These were my initial questions and they lead to the nineteenth century because it was physicians of that era who initially treated abortion as a disease that enervates society. A standard, thumbnail narrative about abortion’s appearance on the U.S. national scene matches the perspective of a fight over the advisability of intentionally terminating pregnancies and begins with physicians’ efforts to criminalize the practice. In the antebellum United States, most people did not believe that ending a pregnancy before quickening was wrong. Quickening is the ancient doctrine enshrined in English common law that life begins at first fetal movement, usually between fifteen and twenty weeks. Northeastern doctors, most notably Horatio Robinson Storer of Boston, took the lead in changing that view. In 1859, after nearly two decades of mounting evidence that women were ending pregnancies in greater numbers, the new, professionally weak American Medical Association staged a medical campaign against the practice, spearheaded by Storer and like-minded colleagues. Exhibiting a diverse range of fears and aspirations, physicians combined political advocacy and public condemnation, echoed by some religious leaders and newspapers, to make abortion a public scandal. Most states criminalized abortion by the 1870s and the federal Comstock Law of 1873 censored salacious materials and licensed seizure of literature and items related to fertility control sent by mail. Whereas in 1809 the “Massachusetts State Supreme Court dismissed an indictment for abortion because the prosecution had not reliably proved that the woman was ‘quick with child,’” by century’s end all states had criminalized the practice from conception onward. The U.S. abortion underground was born.
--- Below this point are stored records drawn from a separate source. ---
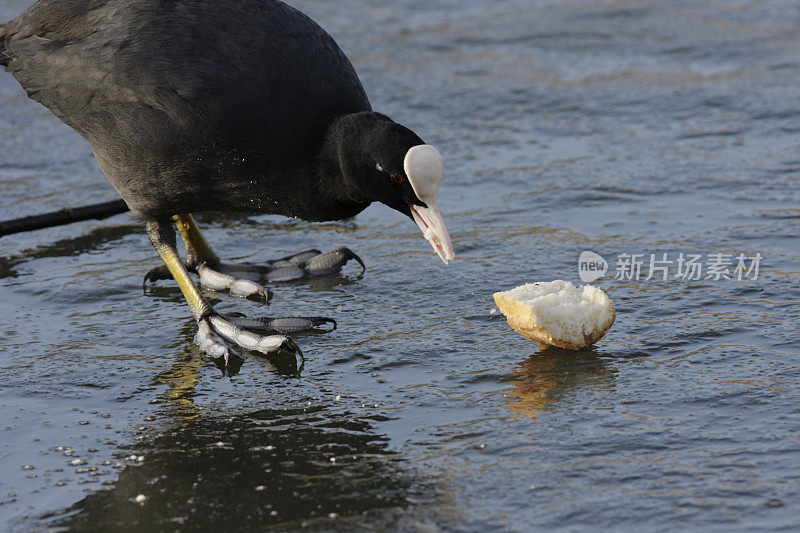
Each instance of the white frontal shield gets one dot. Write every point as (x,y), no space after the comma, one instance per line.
(424,167)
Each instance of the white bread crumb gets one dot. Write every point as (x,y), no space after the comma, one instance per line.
(558,313)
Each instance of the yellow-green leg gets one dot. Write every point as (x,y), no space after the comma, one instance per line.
(217,335)
(197,246)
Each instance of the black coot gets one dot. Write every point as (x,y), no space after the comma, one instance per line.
(235,105)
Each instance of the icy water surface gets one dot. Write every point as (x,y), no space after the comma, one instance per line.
(618,127)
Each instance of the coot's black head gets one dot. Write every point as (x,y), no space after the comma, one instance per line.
(389,163)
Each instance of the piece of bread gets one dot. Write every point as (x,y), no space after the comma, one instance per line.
(558,313)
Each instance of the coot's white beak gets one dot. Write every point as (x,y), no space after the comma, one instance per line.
(424,167)
(430,222)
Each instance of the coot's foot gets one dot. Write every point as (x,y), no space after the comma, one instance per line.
(244,279)
(223,340)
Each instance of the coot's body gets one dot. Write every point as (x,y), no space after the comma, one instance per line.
(227,105)
(193,105)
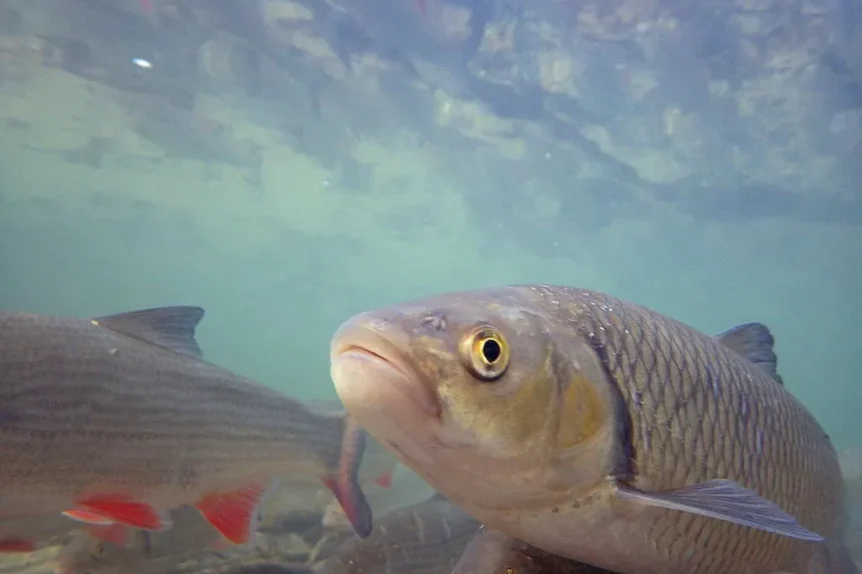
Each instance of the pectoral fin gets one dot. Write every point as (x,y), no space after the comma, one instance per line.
(724,500)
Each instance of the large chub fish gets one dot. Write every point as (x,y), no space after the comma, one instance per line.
(599,430)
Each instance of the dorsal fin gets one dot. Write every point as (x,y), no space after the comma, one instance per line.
(754,342)
(168,327)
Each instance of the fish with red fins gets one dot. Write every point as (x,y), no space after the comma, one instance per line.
(118,420)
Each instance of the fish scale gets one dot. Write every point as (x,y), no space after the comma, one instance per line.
(681,436)
(602,431)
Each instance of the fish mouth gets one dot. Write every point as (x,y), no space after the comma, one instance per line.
(361,357)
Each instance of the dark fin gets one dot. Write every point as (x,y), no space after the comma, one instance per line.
(345,483)
(235,514)
(754,342)
(489,552)
(104,509)
(169,327)
(16,545)
(725,500)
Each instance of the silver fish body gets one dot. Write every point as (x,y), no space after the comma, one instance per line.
(118,415)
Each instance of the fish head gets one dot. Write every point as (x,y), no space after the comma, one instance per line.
(481,393)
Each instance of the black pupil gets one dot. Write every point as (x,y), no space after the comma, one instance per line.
(491,350)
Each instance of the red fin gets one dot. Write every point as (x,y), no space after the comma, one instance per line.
(234,514)
(385,479)
(88,517)
(114,533)
(120,509)
(220,545)
(17,545)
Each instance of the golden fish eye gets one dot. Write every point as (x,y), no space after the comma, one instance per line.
(485,353)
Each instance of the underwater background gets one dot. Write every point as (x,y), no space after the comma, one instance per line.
(285,164)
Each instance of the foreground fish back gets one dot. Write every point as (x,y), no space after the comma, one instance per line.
(425,538)
(60,378)
(695,410)
(123,408)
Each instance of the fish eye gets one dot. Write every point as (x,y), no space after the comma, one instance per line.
(485,353)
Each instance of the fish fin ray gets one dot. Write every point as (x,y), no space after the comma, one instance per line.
(725,500)
(235,514)
(102,510)
(171,328)
(82,515)
(755,342)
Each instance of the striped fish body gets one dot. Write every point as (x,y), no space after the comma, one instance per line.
(424,538)
(119,412)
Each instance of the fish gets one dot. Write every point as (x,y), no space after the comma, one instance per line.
(598,430)
(119,419)
(378,464)
(144,551)
(424,538)
(36,532)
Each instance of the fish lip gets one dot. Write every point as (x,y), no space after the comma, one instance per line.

Rather quickly, however, it became pointless to follow this tidy version of the story to find the bases of factual dispute because such inquiry is premised on abortion’s being something we fight over. The relative harm from terminated pregnancies was always contested, but contestation was a function of abortion’s serving a rhetorical purpose as the symptom of something else, a means to leverage broader struggles, not a result of shifting knowledge over which disagreement percolated. I found a relentless connection of abortion to world historical place-in-time, which lead me to question why abortion presented physicians with a problem of emplacement, or rather displacement from a better future we should already be occupying, and how fundamental struggles about power and order were refracted through the practice. This is not easy to explain but it does suggest that a resolution of differences about induced abortion’s risks to individuals and communities is improbable because abortion is not an issue that can be concluded. History does not lead to some prior medical consensus (there was none) or even to the sense that consensus could be achieved (there never has been consensus). Because abortion, from ancient times to the contemporary world, is an ever-present activity that is intimately connected to the values, organization, and structure of societies, to find some consensus on its legitimacy would mean finding consensus on an extraordinary range of other issues. The same might be said for birth control except that abortion involves the termination of pregnancy, not its prevention, and if done improperly or by unskilled hands, can be quite dangerous. The morbidity and risk associated with abortion and the fact of ending a pregnancy are materially different from contraception.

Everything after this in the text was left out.